The arguments that were used then avoided addressing the essential. The bullfights – who, deep down, are the true antitaurinos – said they defend the bull, when they actually condemned him to torment. Those who are in favor of bulls are the ones who do not want to see them tortured until death. There was talk of the extinction of the bull of fight, the millenary character of bullfighting or the economic losses of the sector. But the truth was not told. Its objective justified any means, by dishonest or cheater that was.

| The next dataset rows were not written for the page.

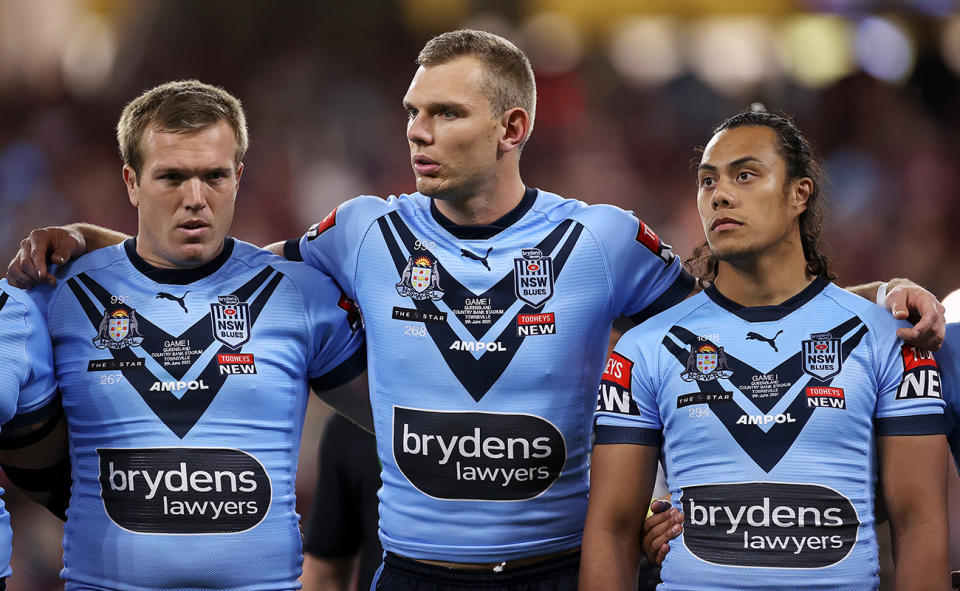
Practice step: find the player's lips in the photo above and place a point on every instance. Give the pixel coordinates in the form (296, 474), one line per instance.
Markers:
(423, 165)
(193, 227)
(721, 224)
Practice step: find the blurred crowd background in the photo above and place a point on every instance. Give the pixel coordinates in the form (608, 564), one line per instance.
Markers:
(628, 89)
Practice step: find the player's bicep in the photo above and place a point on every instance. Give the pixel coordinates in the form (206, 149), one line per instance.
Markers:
(647, 276)
(621, 482)
(351, 399)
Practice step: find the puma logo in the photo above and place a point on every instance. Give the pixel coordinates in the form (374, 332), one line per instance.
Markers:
(752, 336)
(166, 296)
(483, 259)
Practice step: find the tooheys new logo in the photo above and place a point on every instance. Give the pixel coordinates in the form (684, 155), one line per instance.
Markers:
(477, 455)
(183, 490)
(773, 525)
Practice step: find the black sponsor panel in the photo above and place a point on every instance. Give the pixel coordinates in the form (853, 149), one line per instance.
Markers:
(418, 316)
(183, 490)
(766, 524)
(114, 364)
(477, 455)
(703, 398)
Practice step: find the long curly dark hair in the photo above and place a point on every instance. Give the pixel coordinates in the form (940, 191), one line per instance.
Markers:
(796, 153)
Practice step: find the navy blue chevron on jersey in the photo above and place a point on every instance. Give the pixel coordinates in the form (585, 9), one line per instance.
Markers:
(948, 360)
(769, 452)
(28, 386)
(185, 392)
(485, 345)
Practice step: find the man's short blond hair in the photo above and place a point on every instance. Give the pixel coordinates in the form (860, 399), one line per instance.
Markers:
(178, 107)
(508, 76)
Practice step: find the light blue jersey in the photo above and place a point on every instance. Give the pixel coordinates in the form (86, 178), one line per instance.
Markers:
(27, 384)
(485, 346)
(185, 393)
(769, 417)
(948, 359)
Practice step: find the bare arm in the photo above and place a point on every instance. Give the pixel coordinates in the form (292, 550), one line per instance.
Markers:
(57, 245)
(913, 474)
(352, 400)
(35, 457)
(663, 524)
(326, 574)
(621, 480)
(908, 301)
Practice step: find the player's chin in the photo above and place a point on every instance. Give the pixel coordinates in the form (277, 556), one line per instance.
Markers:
(194, 254)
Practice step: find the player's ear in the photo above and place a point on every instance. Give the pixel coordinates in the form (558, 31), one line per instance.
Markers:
(516, 124)
(800, 195)
(130, 180)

The heart of the debate was and is that they do not conceive bullfighting without suffering. They say that this sacralized suffering is inseparable from the aesthetic enjoyment that causes fans. They also defend the idea of a struggle in equality between the bull and the bullfighter. Thing that it is very difficult to sustain: it is a clearly unequal confrontation, in which a human being – intelligence and technical – causes the death of 99% of the bulls between cheers and “Olés”, while only approximately two out of 10,000 human participants in the show. It is, in reality, a ritualized humiliation, an abusive and cruel despotism, a slow agony of the animal, whose force goes out between tears and lunge, until it falls fulminated. This is the tragic essence of bullfighting that Ortega and Gasset spoke, although it is only truly tragic – in the most unfortunate sense of the term – for the bull. Bullfighting has long been a way to satisfy an ancestral death drive, wrapped in aesthetic rhetoric. However, it is worth asking whether a responsible, democratic and mature society can afford a symbol as barbaric and brutal as is that of the fight with blood. Or if, on the contrary, we must choose to move towards more friendly forms. Since, like so many other practices considered culture, it must face a dilemma: either it evolves or will be history sooner rather than later. The metaphysics of traditional bullfighting, they say, needs pain: without suffering, there is no rite. The blood, the bramides, the spasm of the wounded body are part of the show. That said, why wouldn’t it change? Haven’t other traditions change? If, as they say, the art of bullfighting resides in dance between bull and bullfighter, why don’t fans want to preserve that expression without killing the animal? That would be the most balanced option, since social sensitivity progresses towards a more compassionate ethic with all sensory beings. It is obvious that bullfighting will fall by its own weight. But if we are looking for a middle ground between tradition and progress, the logical thing would be for those who still defend the fight adapt to the new times. As in Portugal, or as recently approved in Mexico City: Lidia yes, but without death.
The liturgy of traditional bullfighting has covered for centuries of aesthetic solemnity a sadism of slow agony, disguising it as culture. And, indeed, from an anthropological point of view, it is. But culture not only describes what we have been: it must also be questioned about what we want – and we must – be. In a democratic society, the legacy cannot be an excuse to perpetuate violence. Bullfighting, in its crudest form, is nothing more than a relic of patriarchal logic: domain, blood, submission. And perhaps the time has come for art to stop smelling to death.